Re: spam closes Debian bugs!
On Tue, Mar 16, 2004 at 05:54:51PM -0800, Adam McKenna wrote:
> On Wed, Mar 17, 2004 at 12:54:11PM +1100, Paul Hampson wrote:
> > What about your own spam precautions? Debian _does_ take the least of
> > spam precautions. From memory, we have spamassassin against debbugs,
> > although as mentioned earlier, not crossassassin... yet.
> Debian takes the least effort possible to block spam. Maybe spamassassin is
> enabled on the lists but it is not enabled for the BTS or personal e-mail
Oops. Please switch feet.
Look at *any* message archived in the BTS for some time now:
X-Spam-Checker-Version: SpamAssassin [...]
@debian.org aliases don't get scanned, though. Ask yourself this, though -
if you don't care about spam enough to run your own spam detection software
on your e-mail, why should the Debian admins spend the time doing it for
Spam protection is on lists to protect the archives and the huge number of
subscribers. It's on the BTS to minimise the amount of time the BTS admins
have to spend weeding it back out (kudos to them on the incredible speed of
removal, too). On forwarders, though, the effort:benefit ratio just isn't
there, and there are other places it can be done to better effect -
especially since everyone is going to have their own criteria for spam/ham.
> > For Debian, it strikes me as a pain to have a user/password BTS
> > system, or anything that will prevent me running reportbug from
> > whatever random Debian machine I happen to have hit the bug from.
> I never said we should have a user/password BTS, I said we should move in
> that direction. I can't say how far in that direction, but I also can't see
> how anyone can look at the current situation and find it acceptable.

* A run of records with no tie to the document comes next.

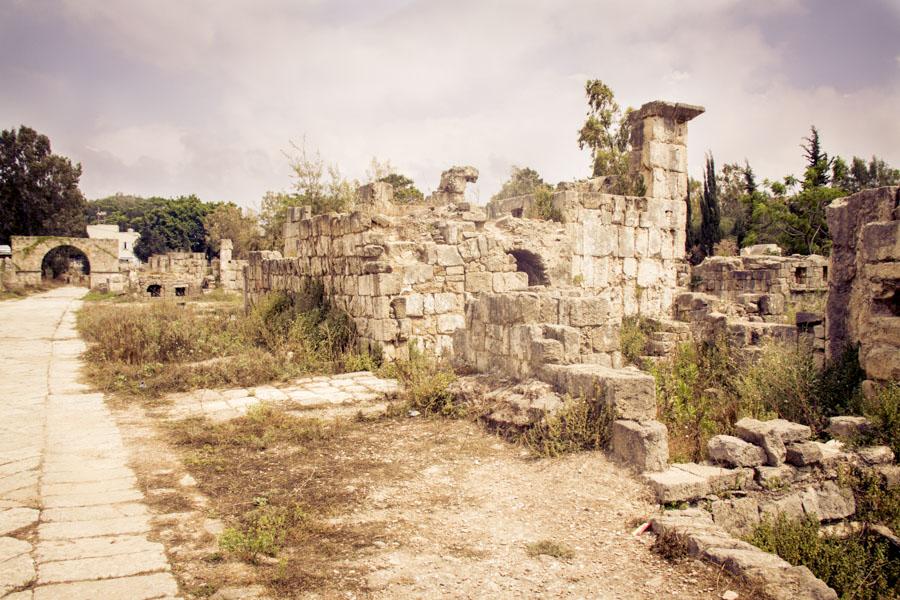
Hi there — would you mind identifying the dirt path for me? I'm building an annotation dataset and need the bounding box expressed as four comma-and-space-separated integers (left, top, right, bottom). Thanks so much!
0, 288, 178, 600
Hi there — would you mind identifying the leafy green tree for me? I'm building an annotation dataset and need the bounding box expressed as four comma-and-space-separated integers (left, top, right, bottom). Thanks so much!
491, 165, 549, 200
134, 195, 217, 260
800, 125, 832, 188
203, 202, 261, 258
378, 173, 425, 204
0, 125, 86, 243
700, 154, 722, 256
578, 79, 645, 196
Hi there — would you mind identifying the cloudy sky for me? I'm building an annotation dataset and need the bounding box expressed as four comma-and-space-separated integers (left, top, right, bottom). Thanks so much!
0, 0, 900, 206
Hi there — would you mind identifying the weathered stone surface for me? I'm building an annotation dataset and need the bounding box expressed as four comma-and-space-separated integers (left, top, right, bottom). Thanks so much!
644, 467, 710, 504
611, 420, 669, 472
0, 508, 39, 535
755, 465, 797, 490
828, 416, 871, 439
816, 481, 856, 521
734, 418, 787, 467
707, 435, 766, 467
485, 381, 563, 429
856, 446, 894, 465
787, 442, 822, 467
34, 573, 178, 600
710, 498, 759, 537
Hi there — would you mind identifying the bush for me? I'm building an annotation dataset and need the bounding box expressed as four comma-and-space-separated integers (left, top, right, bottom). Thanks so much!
735, 341, 827, 432
860, 382, 900, 456
517, 398, 615, 457
651, 339, 746, 461
747, 515, 900, 600
381, 344, 467, 417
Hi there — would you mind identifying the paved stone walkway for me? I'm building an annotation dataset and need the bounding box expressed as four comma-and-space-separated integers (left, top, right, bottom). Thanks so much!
168, 371, 399, 421
0, 288, 178, 600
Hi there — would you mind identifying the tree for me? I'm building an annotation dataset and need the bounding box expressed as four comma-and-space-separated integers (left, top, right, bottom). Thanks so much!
491, 165, 549, 200
378, 173, 425, 204
578, 79, 645, 196
700, 154, 722, 256
134, 196, 218, 261
0, 125, 86, 243
203, 202, 260, 258
800, 125, 831, 188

I'll raise my hand and say that I think that the BTS gets the
openness/security mix about right. Yes, the occasional bug gets
accidentally closed, but I've screwed up and closed other people's bugs in
changelog entries - something that wouldn't be fixed by a login, because I
would be authorized to do that. Watching your bug reports is a reasonable
precaution at all times.
As for a malicious attack (someone getting a list of all open bug reports
and sending a giant "close NNN" for all of them to control@), the only way
to protect against that is severe restriction of the BTS controls, which is
going to annoy a lot of people who are currently contributing quietly but
who don't particularly want to go through the hassle of getting access - and
any meaningful form of getting access will be a hassle.